Holly closed her eyes briefly and gave her head a small shake. This didn’t make any sense at all. It seemed they hadn’t tattled that she’d missed two days’ work. That or they hadn’t noticed, which didn’t seem likely . . . unless neither the boss nor his daughter had bothered to show up themselves. But that couldn’t be. Someone had to have been there to answer Gladys’s call and give that stellar report.

“So, what did you call about, Holly?” Gladys asked when she remained silent.

Grimacing, she bit her lip briefly as she tried to come up with an excuse for calling, and then said, “I just wanted to remind you that I can only work part-­time again after this week.”

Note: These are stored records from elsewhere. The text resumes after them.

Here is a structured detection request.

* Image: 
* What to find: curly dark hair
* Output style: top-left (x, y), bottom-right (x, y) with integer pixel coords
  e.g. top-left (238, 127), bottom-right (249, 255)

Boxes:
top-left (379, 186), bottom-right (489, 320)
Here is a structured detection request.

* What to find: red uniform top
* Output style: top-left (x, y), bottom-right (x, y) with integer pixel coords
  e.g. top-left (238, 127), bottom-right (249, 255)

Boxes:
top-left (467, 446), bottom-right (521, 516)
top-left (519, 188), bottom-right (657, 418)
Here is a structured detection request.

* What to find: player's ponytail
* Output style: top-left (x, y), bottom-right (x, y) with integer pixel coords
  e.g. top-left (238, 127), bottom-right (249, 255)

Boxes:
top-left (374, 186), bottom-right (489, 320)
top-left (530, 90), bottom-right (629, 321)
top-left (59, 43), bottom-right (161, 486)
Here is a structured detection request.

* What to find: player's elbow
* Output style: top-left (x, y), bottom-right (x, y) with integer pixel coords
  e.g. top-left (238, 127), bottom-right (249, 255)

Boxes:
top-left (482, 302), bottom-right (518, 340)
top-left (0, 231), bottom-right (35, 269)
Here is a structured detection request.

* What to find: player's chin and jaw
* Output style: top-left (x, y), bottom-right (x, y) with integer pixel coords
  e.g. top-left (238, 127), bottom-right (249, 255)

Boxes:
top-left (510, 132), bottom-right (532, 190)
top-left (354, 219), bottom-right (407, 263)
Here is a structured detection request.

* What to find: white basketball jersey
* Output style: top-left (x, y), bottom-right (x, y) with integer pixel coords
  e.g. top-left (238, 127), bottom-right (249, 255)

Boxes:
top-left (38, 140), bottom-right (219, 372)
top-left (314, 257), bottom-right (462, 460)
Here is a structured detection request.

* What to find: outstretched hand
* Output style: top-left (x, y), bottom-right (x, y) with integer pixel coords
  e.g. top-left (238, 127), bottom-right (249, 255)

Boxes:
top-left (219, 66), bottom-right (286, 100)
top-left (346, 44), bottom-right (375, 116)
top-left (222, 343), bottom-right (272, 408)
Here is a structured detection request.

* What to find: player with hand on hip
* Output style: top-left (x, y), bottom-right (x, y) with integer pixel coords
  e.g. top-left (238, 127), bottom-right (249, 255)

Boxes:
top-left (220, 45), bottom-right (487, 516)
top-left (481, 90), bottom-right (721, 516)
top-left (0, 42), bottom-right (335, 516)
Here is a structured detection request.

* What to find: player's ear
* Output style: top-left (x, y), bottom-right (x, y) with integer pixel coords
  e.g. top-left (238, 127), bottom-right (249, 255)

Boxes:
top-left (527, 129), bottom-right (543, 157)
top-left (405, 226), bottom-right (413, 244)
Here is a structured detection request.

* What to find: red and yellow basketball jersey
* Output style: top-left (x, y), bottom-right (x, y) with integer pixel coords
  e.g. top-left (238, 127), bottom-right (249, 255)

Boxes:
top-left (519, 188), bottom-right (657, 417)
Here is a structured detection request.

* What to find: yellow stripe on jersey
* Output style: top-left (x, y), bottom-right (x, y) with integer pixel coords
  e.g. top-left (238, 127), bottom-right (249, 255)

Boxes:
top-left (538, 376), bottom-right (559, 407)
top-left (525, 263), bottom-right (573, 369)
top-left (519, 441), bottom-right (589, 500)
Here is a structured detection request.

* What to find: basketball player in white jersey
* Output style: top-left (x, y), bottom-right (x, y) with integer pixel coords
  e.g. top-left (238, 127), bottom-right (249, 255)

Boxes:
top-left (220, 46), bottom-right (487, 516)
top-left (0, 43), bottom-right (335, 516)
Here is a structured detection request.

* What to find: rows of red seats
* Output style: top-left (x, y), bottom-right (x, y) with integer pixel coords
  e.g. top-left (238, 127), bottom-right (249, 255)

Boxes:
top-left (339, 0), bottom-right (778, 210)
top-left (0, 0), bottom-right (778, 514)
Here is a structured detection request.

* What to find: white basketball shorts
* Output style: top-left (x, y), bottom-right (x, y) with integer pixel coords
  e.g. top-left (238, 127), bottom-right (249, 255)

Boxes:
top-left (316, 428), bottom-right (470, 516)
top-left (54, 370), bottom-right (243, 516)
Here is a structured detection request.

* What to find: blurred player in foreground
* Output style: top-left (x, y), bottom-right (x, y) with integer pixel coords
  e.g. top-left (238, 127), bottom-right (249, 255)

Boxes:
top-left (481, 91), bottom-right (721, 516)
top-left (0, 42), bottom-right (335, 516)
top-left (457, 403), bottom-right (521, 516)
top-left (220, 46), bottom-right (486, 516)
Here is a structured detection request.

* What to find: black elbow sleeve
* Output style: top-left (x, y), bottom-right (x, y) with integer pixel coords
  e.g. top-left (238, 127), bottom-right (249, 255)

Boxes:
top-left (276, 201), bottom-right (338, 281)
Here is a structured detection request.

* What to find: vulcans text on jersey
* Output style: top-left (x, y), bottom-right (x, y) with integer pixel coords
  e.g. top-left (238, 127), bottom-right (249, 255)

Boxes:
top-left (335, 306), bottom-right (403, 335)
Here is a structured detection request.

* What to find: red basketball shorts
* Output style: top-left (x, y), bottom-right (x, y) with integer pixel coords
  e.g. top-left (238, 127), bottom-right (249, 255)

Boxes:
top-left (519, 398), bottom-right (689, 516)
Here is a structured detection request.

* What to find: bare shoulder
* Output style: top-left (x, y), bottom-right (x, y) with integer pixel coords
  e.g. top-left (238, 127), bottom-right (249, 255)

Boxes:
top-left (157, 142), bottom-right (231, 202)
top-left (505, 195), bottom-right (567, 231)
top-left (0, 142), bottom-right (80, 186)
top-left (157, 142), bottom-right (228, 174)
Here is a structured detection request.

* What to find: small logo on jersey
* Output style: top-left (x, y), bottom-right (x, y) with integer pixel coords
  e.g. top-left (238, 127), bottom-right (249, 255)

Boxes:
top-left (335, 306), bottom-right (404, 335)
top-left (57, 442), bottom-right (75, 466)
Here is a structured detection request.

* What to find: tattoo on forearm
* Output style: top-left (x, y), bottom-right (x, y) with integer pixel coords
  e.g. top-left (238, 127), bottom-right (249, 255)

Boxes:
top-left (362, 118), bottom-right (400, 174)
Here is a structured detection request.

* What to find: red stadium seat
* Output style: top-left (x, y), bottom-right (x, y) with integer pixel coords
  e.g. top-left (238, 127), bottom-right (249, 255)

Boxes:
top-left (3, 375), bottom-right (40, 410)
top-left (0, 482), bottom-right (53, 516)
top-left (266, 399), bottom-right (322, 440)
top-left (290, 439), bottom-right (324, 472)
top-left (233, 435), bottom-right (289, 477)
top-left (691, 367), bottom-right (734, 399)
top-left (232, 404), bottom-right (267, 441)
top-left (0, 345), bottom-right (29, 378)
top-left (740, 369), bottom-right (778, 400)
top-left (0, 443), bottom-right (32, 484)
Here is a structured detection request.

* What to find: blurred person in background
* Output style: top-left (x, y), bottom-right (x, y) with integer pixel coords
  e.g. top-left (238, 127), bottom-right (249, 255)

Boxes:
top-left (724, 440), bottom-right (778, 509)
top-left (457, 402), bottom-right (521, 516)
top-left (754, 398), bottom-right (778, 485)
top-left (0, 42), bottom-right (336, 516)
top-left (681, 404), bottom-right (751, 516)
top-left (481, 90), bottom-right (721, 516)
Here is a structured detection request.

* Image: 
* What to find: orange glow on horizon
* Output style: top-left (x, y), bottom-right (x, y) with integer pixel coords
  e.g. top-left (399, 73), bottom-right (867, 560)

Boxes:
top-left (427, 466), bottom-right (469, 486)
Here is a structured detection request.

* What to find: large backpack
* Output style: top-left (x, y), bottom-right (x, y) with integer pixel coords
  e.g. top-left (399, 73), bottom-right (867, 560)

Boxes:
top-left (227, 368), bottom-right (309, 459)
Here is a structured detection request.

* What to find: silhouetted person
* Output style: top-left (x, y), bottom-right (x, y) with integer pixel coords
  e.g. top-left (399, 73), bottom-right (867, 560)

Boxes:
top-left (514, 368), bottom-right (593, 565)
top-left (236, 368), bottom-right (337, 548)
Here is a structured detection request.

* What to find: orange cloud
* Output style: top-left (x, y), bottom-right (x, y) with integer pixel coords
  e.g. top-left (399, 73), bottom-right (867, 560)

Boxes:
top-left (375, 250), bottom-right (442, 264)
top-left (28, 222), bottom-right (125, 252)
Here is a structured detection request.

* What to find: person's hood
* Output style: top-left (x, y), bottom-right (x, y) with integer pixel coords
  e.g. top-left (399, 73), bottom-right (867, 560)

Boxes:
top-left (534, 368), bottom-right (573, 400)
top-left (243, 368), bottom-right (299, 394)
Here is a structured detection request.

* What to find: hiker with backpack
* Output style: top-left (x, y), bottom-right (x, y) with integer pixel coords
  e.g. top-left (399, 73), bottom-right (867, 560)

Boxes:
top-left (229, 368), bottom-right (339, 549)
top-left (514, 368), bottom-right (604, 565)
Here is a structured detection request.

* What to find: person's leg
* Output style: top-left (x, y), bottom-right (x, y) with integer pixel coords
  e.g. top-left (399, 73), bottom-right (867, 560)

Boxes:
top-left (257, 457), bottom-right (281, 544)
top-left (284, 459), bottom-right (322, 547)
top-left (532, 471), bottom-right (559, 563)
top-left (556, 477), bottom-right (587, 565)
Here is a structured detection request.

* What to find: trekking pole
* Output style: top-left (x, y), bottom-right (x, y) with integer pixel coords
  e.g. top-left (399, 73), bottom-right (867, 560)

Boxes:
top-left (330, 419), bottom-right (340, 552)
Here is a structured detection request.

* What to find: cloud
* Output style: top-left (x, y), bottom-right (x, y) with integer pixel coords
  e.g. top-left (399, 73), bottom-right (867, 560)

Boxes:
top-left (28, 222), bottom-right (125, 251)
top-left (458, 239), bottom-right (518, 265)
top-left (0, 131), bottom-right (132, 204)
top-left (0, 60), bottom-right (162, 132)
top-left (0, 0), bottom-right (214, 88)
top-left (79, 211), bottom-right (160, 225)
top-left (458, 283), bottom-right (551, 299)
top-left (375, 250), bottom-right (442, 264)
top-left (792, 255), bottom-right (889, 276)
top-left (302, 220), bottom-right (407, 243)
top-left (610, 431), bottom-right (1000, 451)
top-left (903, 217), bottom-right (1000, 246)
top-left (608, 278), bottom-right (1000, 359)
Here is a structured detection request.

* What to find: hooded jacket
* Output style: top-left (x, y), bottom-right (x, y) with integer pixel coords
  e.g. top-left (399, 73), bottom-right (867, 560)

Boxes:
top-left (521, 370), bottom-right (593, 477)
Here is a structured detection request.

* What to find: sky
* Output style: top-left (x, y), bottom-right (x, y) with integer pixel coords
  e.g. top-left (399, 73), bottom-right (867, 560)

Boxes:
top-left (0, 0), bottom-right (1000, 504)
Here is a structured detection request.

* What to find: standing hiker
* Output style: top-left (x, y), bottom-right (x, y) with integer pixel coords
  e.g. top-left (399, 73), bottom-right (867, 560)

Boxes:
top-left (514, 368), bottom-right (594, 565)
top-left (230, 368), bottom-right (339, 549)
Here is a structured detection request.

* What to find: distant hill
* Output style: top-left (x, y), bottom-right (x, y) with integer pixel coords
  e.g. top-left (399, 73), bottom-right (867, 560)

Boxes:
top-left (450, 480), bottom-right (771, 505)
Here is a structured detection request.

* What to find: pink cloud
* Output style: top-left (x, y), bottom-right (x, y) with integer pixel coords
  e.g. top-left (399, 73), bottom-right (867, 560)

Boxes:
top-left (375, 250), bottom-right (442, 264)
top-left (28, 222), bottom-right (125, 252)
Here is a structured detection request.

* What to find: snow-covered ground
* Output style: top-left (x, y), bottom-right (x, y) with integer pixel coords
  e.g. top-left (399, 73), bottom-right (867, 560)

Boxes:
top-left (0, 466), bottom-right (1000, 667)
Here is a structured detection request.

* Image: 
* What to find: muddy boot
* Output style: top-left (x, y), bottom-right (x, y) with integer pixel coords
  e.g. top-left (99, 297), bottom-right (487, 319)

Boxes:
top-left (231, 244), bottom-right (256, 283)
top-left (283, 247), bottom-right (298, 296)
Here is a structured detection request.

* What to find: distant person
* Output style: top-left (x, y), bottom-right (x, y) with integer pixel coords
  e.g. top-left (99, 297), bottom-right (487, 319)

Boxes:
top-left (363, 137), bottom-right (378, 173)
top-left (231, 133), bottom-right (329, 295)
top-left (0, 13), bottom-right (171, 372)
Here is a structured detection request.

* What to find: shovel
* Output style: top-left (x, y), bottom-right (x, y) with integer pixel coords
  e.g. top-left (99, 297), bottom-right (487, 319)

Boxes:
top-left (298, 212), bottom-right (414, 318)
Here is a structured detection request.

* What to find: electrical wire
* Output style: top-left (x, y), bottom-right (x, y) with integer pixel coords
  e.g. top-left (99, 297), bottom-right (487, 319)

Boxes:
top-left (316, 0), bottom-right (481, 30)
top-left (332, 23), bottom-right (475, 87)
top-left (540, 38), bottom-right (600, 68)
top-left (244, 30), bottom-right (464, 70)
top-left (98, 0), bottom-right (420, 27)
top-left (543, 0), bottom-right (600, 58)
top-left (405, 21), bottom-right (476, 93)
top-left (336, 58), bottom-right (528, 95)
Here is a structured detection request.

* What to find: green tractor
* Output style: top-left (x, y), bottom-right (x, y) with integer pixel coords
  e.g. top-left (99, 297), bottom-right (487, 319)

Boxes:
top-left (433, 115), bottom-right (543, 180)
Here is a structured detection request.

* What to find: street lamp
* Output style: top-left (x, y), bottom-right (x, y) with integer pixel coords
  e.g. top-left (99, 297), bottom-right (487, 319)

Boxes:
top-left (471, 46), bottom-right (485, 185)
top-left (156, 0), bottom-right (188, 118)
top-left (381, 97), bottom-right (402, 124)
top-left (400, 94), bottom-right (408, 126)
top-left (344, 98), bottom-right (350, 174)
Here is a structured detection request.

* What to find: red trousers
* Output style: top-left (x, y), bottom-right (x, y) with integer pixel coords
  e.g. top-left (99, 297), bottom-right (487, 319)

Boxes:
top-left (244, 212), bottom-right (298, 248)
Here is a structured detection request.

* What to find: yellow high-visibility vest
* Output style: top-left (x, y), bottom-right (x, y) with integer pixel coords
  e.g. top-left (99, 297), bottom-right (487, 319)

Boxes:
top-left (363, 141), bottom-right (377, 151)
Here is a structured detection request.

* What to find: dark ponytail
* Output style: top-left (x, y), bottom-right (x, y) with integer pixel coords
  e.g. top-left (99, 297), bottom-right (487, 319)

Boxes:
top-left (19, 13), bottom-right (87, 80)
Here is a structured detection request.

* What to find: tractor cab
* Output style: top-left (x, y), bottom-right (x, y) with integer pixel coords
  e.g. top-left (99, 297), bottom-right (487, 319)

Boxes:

“Oh, yes, your classes start again,” Gladys murmured, the sound of shuffling papers coming through the phone. “Well, that’s okay. I’ll put Nancy on the days you can’t work,” she assured her, and then asked, “You did schedule your classes so you have two days free each week again, didn’t you?”

“Yes. I e-­mailed my class hours to Beth on Monday,” Holly assured her and glanced toward the ceiling when James called her name from upstairs.

“Oh, good, good,” Gladys said. “I’ll get them from her and work out how to handle the Sunnyside taxes. In the meantime, I should let you go. You need to leave for work soon, I’d guess.”